Prejudice  by Mo Flickr/creative commons

Prejudice
by Mo
Flickr/creative commons

This morning, The New York Times Op-Ed by Nicholas Kristof asks, Is Everyone A Little Bit Racist? This bit of genius melds diverse findings that suggest that yes, we are, whether we are white or a person of color.

Blind research has proven over and over again that unacknowledged racism throughout society has fed institutional prejudice.

When injured, non-whites were less frequently prescribed pain-killers.

Black students are three times more likely to be suspended from school.

Young black people are almost 4 times more likely than their white cohorts.

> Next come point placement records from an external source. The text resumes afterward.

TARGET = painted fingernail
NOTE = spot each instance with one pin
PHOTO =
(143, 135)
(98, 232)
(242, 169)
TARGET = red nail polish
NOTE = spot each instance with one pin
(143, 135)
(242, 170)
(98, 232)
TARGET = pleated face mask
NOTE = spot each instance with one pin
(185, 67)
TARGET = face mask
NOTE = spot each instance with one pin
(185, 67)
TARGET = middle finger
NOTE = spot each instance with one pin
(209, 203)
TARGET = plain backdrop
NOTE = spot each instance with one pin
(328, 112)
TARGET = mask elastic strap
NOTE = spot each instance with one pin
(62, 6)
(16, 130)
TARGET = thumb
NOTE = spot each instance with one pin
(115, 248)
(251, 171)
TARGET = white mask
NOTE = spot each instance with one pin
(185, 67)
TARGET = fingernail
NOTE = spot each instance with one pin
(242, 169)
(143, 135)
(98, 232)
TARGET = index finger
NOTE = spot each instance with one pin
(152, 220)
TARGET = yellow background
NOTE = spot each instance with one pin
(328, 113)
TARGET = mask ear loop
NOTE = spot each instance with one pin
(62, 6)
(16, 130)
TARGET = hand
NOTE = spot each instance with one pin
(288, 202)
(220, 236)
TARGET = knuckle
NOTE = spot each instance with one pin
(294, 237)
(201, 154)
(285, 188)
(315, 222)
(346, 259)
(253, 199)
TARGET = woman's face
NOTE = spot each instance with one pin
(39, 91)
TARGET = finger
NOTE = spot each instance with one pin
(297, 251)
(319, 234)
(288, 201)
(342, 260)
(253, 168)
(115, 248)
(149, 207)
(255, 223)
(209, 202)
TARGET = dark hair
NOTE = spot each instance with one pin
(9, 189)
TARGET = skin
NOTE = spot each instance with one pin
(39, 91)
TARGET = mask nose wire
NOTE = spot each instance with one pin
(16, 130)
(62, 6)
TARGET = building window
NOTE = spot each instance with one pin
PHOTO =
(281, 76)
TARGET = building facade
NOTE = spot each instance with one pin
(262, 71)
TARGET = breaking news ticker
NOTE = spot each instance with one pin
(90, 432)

A black sounding name on a resume is much less likely to result in a call back.

Kristof points out that while we tend to blame overt racism, the real culprits are the “broad swath of people who consider themselves enlightened, who intellectually believe in racial equality, who deplore discrimination, yet who harbor unconscious attitudes that result in discriminatory policies and behavior.”

We challenge you to become a part of the research that explains why these facts are true by playing an on-line shooting game and/or some other tests to self-reveal your implied social cognition, the unconscious attitudes about race we all possess to one degree or another. By uncovering and owning our unconscious attitudes we become better equipped to do something about them. I’ve worked since my teens fighting racism but my results taking several tests show that, unconsciously I moderately favor white people over Asian and black people.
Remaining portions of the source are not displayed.